Understanding the Energy Balance

The Earth’s energy balance is a crucial concept. It describes the equilibrium between incoming solar radiation and outgoing radiation. This balance dictates the Earth’s average temperature. Any disruption to this balance leads to temperature variations.

Insolation and its Variations

Insolation (incoming solar radiation) is the primary driver of Earth’s temperature. However, the amount of insolation received at a particular location varies due to several factors:

• Latitude: Areas near the equator receive more direct sunlight than those at higher latitudes.
• Angle of Incidence: The angle at which sunlight strikes the Earth’s surface affects the concentration of energy. A steeper angle (closer to 90 degrees) results in higher energy concentration.
• Time of Day: Insolation is highest at noon and decreases towards sunrise and sunset.
• Season: Earth’s axial tilt (23.5 degrees) causes seasonal variations in insolation.
• Atmospheric Conditions: Clouds, dust, and other atmospheric particles can absorb or reflect solar radiation, reducing the amount reaching the surface.

Albedo and Reflection

Albedo refers to the reflectivity of a surface. Different surfaces have different albedos. For example, snow and ice have high albedos (reflecting a large portion of incoming radiation), while forests and oceans have low albedos (absorbing more radiation). Higher albedo leads to less energy absorption and lower temperatures.

Absorption and Emission of Energy

Once solar radiation reaches the Earth’s surface, it is either absorbed or reflected. Absorbed energy warms the surface. The warmed surface then emits energy back into the atmosphere as longwave radiation (infrared radiation). This process is governed by the Stefan-Boltzmann law.

The Greenhouse Effect and Atmospheric Dissipation

Certain gases in the atmosphere, known as greenhouse gases (water vapor, carbon dioxide, methane, nitrous oxide, etc.), absorb a significant portion of the outgoing longwave radiation. This absorption traps heat within the atmosphere, leading to the greenhouse effect. While essential for maintaining a habitable temperature, an increase in greenhouse gas concentrations enhances the effect, leading to global warming.

The atmosphere dissipates energy through several processes:

• Conduction: Transfer of heat through direct contact.
• Convection: Transfer of heat through the movement of fluids (air and water).
• Radiation: Emission of energy as electromagnetic waves.
• Evaporation: Water absorbs heat during evaporation, cooling the surface.

Short-Term Temperature Variations

Short-term temperature variations are primarily driven by:

• Diurnal Temperature Range: The difference between the highest and lowest temperatures during a 24-hour period.

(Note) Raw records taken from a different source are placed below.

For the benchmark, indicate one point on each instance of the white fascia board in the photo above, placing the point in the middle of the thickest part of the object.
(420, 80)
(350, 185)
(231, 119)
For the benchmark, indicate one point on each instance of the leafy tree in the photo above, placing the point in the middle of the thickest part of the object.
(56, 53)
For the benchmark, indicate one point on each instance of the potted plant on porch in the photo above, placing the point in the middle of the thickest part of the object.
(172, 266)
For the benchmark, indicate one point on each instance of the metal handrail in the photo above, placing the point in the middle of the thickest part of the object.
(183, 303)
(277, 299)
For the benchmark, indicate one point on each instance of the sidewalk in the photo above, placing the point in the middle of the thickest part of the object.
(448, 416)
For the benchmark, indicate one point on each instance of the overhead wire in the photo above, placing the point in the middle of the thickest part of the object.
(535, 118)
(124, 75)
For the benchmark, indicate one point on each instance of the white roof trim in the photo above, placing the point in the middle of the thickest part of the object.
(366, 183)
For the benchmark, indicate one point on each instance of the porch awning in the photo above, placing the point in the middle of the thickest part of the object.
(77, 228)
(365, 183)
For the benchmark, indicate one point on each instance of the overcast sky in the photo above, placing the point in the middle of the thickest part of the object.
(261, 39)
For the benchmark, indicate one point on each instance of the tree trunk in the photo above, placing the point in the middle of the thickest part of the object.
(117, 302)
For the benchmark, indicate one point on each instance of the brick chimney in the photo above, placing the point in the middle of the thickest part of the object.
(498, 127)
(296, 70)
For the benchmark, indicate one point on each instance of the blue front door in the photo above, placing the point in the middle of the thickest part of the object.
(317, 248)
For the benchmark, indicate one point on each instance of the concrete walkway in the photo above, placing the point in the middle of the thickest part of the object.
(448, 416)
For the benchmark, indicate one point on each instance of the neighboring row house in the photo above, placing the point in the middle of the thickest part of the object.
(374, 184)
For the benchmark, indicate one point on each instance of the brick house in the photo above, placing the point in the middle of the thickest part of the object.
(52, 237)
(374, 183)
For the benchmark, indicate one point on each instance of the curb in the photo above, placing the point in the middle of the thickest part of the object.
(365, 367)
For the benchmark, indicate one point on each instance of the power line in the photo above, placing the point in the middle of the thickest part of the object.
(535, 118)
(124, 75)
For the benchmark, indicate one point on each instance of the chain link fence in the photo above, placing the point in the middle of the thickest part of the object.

This is caused by the Earth’s rotation and the varying angle of insolation throughout the day.
• Seasonal Temperature Variations: Changes in temperature over the course of a year, caused by Earth’s revolution around the sun and its axial tilt.
• Atmospheric Circulation: Wind patterns and air masses transport heat and moisture around the globe, influencing temperature variations. For example, the movement of the Intertropical Convergence Zone (ITCZ) significantly impacts temperature and rainfall patterns in the tropics.
• Ocean Currents: Ocean currents redistribute heat around the globe. Warm currents (e.g., Gulf Stream) bring warmer temperatures to higher latitudes, while cold currents (e.g., California Current) bring cooler temperatures.

Process	Impact on Temperature
Insolation	Increases temperature (absorption)
Albedo	Decreases temperature (reflection)
Greenhouse Effect	Increases temperature (heat trapping)
Convection/Advection	Redistributes heat, causing variations
Evaporation	Decreases temperature (cooling effect)